Forest plot of the association between hypertension and coronary artery ectasia in the adjusted model. OR, odds ratio; CI, confidence interval

Limitations

It’s should be noted that this study was accompanied by several limitations both in study and outcome levels. The included studies had case-control and cross-sectional designs that are associated with inherent limitations to investigate a cause-effect relationship, for this limitation we performed subgroup analysis. Case-control studies show a stronger effect between HTN and CAE, but as you can see, there is higher heterogeneity in these studies (Fig. S1). This is because CAE is a chronic disease and the effect of variables on this disease is time-consuming.

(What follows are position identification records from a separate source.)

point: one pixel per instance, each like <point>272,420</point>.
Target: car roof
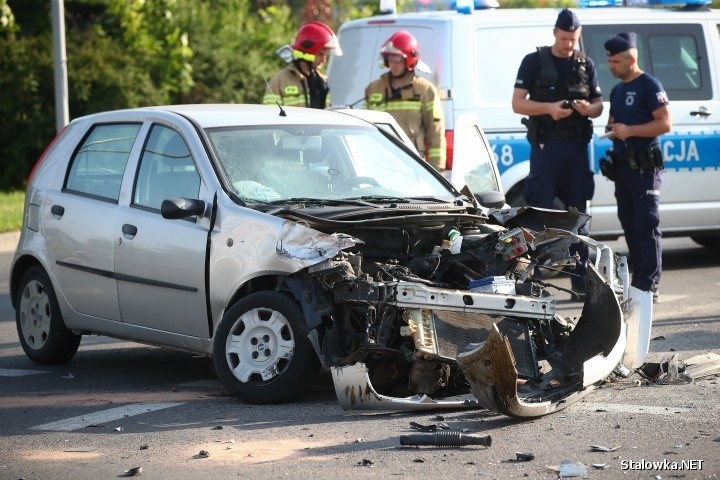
<point>223,115</point>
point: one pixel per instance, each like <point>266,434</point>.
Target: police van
<point>474,54</point>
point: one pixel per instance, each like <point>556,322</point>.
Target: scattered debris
<point>428,428</point>
<point>202,454</point>
<point>132,472</point>
<point>568,469</point>
<point>602,448</point>
<point>445,439</point>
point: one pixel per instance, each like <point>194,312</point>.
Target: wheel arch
<point>22,265</point>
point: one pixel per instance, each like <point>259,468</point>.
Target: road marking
<point>15,372</point>
<point>627,408</point>
<point>109,415</point>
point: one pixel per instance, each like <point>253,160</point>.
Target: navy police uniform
<point>559,165</point>
<point>638,164</point>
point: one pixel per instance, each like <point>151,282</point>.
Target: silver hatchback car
<point>279,241</point>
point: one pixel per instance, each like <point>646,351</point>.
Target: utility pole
<point>62,116</point>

Besides, the studies were carried out in different countries and it can be discussed whether the results of these studies can be combined. A review of the studies revealed that all studies except one of them used a measurement criterion to diagnose the disease. Based on MMAT, articles had different qualities. To investigate this issue, we used the subgroup analysis. Eight studies a had high quality that OR for CAE in HTN subjects than Non-HTN subjects was 1.40 (95 % CI, 1.12 to 1.76) with no heterogeneity (I2 = 1.7 %; Cochran’s Q P = 0.417), 27 studies had a moderate quality that OR was 1.49 (95 % CI, 1.27 to 1.76) with low heterogeneity (I2 = 29.7 %; Cochran’s Q P = 0.075) and five studies had a low quality that OR between two groups was 0.71 (95 % CI, 0.21 to 2.35) with high heterogeneity (I2 = 81.4 %; Cochran’s Q P = 0.001) (Fig. S2). After eliminating the low-quality studies, the results were as follows. OR between the two groups was 1.46 (95 % CI, 1.28 to 1.67) with low heterogeneity (I2 = 23.0 %; Cochran’s Q P = 0.113) (Fig. S8). It was better to examine this outcome for the sex variable, but none of the studies examined the effect of HTN on CAE for the sex variable. Also, the number of participants in the two groups of subjects (with HTN and without HTN), was not reported separately and we could not calculate the OR for sex effect on CAE. It is suggested that this outcome for the sex variable be investigated in future studies.

Conclusions

We found that when the vessel was in normal condition, HTN was not very effective in increasing the chance of CAE. When a person had other risk factors which caused the vessels to be abnormal, the HTN increased the chance of CAE 44 %, while the adjusted HTN effect only increased the CAE chance by 3 %. More longitudinal studies are needed to more accurately investigate the effect of HTN on CAE by considering the limitations mentioned.